Understanding DeepMind matrix multiplication

In the previous post, we learned the maths behind the Strassen algorithm and wrote a Python code to run-test it against different matrices sizes. Moreover, we’ve learned that the Holy Grail of linear algebra is an optimization algorithm for matrix multiplication. Normally, we would think of a matrix multiplication code as three for-loops:

def matmul(mat1, mat2, mat3):
    r""" Function to multiply mat1 and mat2 
    returns mat3 
    Parameters
    ---------
    mat1: np.array, matrix A 
    mat2: np.array, matrix B 
    mat3: np.array, empty matrix C 

    Return 
    ------
    mat3: np.array, matmul between A &amp; B
    """ 
    for i in range(mat1.shape):
        for j in range(mat2.shape):
            mat3[i][j] = 0.0 
            for k in range(mat3.shape):
                mat3[i][j] += mat1[i][k]*mat2[k][j]
    return mat3

Thus the computational complexity is O(n³). Strassen has improved this calculation, finding the following relationships:

Fig.1: Strassen algorithm as proposed in his paper "Gaussian Elimination is not Optimal". [Image by the author]

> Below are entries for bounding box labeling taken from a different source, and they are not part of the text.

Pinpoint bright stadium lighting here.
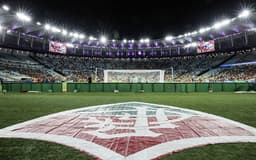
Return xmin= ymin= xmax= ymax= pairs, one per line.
xmin=16 ymin=12 xmax=31 ymax=22
xmin=165 ymin=36 xmax=173 ymax=41
xmin=66 ymin=43 xmax=74 ymax=48
xmin=184 ymin=42 xmax=197 ymax=48
xmin=144 ymin=38 xmax=150 ymax=43
xmin=238 ymin=9 xmax=251 ymax=18
xmin=79 ymin=34 xmax=85 ymax=39
xmin=36 ymin=22 xmax=42 ymax=26
xmin=73 ymin=33 xmax=79 ymax=38
xmin=2 ymin=5 xmax=10 ymax=11
xmin=199 ymin=28 xmax=209 ymax=33
xmin=191 ymin=31 xmax=198 ymax=35
xmin=89 ymin=36 xmax=95 ymax=41
xmin=69 ymin=32 xmax=74 ymax=37
xmin=100 ymin=36 xmax=107 ymax=44
xmin=44 ymin=24 xmax=51 ymax=30
xmin=51 ymin=27 xmax=61 ymax=33
xmin=213 ymin=19 xmax=231 ymax=29
xmin=62 ymin=29 xmax=68 ymax=36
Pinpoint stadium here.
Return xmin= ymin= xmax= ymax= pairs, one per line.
xmin=0 ymin=0 xmax=256 ymax=160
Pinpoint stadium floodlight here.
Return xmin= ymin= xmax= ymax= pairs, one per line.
xmin=16 ymin=12 xmax=31 ymax=22
xmin=238 ymin=9 xmax=251 ymax=18
xmin=44 ymin=24 xmax=51 ymax=30
xmin=69 ymin=32 xmax=74 ymax=37
xmin=199 ymin=27 xmax=211 ymax=33
xmin=36 ymin=22 xmax=42 ymax=26
xmin=165 ymin=36 xmax=173 ymax=41
xmin=100 ymin=36 xmax=108 ymax=44
xmin=79 ymin=34 xmax=85 ymax=39
xmin=2 ymin=5 xmax=10 ymax=11
xmin=51 ymin=27 xmax=61 ymax=33
xmin=191 ymin=31 xmax=198 ymax=35
xmin=73 ymin=33 xmax=79 ymax=38
xmin=62 ymin=29 xmax=68 ymax=36
xmin=213 ymin=19 xmax=231 ymax=29
xmin=184 ymin=42 xmax=197 ymax=48
xmin=178 ymin=35 xmax=183 ymax=38
xmin=89 ymin=36 xmax=95 ymax=41
xmin=144 ymin=38 xmax=150 ymax=43
xmin=66 ymin=43 xmax=74 ymax=48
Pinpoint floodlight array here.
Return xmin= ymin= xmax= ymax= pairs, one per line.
xmin=16 ymin=12 xmax=31 ymax=22
xmin=2 ymin=5 xmax=251 ymax=44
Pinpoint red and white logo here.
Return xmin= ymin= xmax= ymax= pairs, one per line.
xmin=0 ymin=102 xmax=256 ymax=160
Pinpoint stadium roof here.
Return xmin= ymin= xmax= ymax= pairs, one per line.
xmin=0 ymin=4 xmax=256 ymax=44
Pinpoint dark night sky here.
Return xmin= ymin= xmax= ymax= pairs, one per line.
xmin=0 ymin=0 xmax=256 ymax=39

This algorithm is applied to block matrices and the total complexity is reduced to O(n²·⁸⁰⁸). Although 2.808 may seem a very little improvement, we saw that for square matrices of size 4096 the standard numpy matmult takes about 454.37 +/- 6.27 s, while Strassen takes 31.57 +/- 1.01, which is a difference of about one order of magnitude.

We saw that the matrix multiplication problem can be reduced to a tensor product, with the tensoring operation:

Fig.2: Definition of the matrix multiplication tensor as a triad, as defined in Deep Mind paper. [Image by the author].

Fig.2 reports exactly the matrix multiplication, expressed as a triad, namely three elements. The minimal number of triads defines the minimal number of operations to compute the product matrix. This minimal number is the tensor’s rank R(t). Working on the tensor rank is an efficient way to find new multiplication algorithms, as explained in the DeepMind papers.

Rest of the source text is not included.